Manchmal hat man ein hervorragendes Ensemble, bei dem man weiß, dass es auch komplexe Rollen in einer vielschichtigen Geschichte grandios meistern wird. Aber der Film wird dem dann nicht gerecht. Es beginnt beim Drehbuch, setzt sich jedoch über die Regie fort. Robert Budreau zeichnet für beides verantwortlich. Er erzählt die Geschichte eines mental gehandicapten Mannes, der für den Totschlag an seiner Schwester im Gefängnis war, jetzt aber herauszufinden versucht, wer wirklich für ihr Ableben verantwortlich ist – in recht vorhersehbaren Bahnen.

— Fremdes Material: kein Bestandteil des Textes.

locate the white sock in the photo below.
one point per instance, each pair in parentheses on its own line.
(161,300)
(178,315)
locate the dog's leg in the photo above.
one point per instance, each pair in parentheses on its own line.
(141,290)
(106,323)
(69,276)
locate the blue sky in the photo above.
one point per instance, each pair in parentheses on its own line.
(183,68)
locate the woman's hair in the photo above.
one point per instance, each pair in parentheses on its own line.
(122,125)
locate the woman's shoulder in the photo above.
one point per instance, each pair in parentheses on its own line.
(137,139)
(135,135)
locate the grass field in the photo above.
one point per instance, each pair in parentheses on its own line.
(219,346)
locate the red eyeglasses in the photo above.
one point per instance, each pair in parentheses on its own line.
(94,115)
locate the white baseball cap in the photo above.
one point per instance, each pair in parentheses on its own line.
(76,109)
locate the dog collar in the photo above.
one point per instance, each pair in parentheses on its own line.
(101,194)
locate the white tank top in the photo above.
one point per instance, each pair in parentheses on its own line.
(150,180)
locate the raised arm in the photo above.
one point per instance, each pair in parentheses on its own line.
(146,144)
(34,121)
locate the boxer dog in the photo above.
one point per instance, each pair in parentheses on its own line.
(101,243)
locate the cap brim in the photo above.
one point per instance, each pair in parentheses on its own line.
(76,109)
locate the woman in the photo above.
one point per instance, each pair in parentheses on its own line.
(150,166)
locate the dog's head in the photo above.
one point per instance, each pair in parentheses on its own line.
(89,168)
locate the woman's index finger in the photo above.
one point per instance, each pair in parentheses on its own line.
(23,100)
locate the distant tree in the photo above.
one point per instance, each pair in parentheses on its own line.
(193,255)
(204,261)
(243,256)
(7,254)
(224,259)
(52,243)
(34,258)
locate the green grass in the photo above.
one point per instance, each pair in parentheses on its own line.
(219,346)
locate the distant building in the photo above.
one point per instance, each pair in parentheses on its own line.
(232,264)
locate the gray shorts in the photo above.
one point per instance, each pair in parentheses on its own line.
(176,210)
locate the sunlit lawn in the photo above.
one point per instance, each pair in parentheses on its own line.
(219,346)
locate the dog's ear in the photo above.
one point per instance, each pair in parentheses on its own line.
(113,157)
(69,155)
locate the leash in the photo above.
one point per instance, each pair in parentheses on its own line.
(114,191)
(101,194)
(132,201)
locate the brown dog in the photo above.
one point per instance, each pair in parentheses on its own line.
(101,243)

Webseite: https://www.kinostar.com/filmverleih/category/movie/movie-soon-startpage/

USA 2022
Regie: Robert Budreau
Buch: Robert Budreau
Darsteller: Paul Walter Hauser, Marisa Tomei, Travis Fimmel

Länge: 90 Minuten
Verleih: Kinostar
Kinostart: 13. Oktober 2022

FILMKRITIK:

Seitdem er als Kind fast ertrunken ist, ist Louis etwas simpel gestrickt. Seine Schwester Delia passt mittlerweile auf ihn auf, doch als er eines Morgens aufwacht, nachdem er etwas getrunken hat, liegt Delia tot auf dem Boden – und die Polizei steht vor der Tür. Louis wird wegen Totschlags verurteilt. Sieben Jahre später ist er wieder auf freiem Fuß, als Stacker Cole, einer von Delias Freunden, ihn aufsucht und ihm erzählt, dass in dieser Nacht mehr passiert ist. Das lässt Louis ausflippen. Er schlägt den Leiter des Heims nieder, in dem er wohnt, und macht sich auf den Weg, die Männer zu finden, die mit Delias Tod zu tun haben könnten.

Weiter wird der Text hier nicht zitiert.